Methadone played role in recovery
Now, he credits the methadone maintenance program with helping him recover.
"It's been about 10 years now," Murray said before Recovery Day. "It's really a program that if you choose to use it, it'll work. There is no real oversight, so it's up to you. But that's the thing: as addicts, you can't really be told to quit anyway."
"If you're there for help, then you're going to get the help you need."
These days, Murray said he's started speaking to youth in northern communities about addiction.
Challenging stigmas
A big part of the reason he speaks to others about his experience, Murray said, is to help put an end to stigma.
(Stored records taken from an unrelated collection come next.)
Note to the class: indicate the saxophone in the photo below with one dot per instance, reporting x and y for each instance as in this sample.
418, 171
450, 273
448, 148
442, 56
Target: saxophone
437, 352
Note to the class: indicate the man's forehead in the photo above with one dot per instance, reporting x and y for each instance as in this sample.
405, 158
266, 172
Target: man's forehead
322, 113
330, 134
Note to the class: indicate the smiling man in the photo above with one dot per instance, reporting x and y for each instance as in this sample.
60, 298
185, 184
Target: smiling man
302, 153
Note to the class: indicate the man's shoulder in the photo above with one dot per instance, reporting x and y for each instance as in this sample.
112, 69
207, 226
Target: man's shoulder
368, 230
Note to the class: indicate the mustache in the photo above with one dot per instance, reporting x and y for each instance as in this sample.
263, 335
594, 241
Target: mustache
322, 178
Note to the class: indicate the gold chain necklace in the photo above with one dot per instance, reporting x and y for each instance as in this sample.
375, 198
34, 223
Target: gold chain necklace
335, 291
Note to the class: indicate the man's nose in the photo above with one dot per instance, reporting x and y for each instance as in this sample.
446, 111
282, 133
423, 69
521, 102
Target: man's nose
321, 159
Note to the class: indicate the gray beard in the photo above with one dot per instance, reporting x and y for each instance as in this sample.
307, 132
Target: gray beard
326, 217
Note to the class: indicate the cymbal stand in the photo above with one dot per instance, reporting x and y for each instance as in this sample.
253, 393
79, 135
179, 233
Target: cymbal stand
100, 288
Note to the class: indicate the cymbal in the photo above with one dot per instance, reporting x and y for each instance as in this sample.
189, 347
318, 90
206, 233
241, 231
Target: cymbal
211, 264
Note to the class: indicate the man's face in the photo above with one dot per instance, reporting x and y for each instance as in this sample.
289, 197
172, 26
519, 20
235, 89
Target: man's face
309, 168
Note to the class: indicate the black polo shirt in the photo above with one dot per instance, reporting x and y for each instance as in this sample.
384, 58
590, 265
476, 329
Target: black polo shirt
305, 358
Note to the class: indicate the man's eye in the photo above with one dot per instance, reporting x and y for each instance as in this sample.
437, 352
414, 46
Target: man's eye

He said he speaks to the positive role methadone has played in his recovery.
"Only five per cent of ... opioid addicts stay sober for the rest of their life," Murray said. "The thing that methadone does is it gives you distance away from that lifestyle."
"So, maybe stay on it a year — maybe stay on it 10 years, depending on how bad your addiction was, or mental health issues or whatever that you need to work out — and then you can finally come off."
"You're distant enough away from that that you can kind of integrate back into society a lot easier than, say, somebody who goes cold turkey and has to jump back in," he said.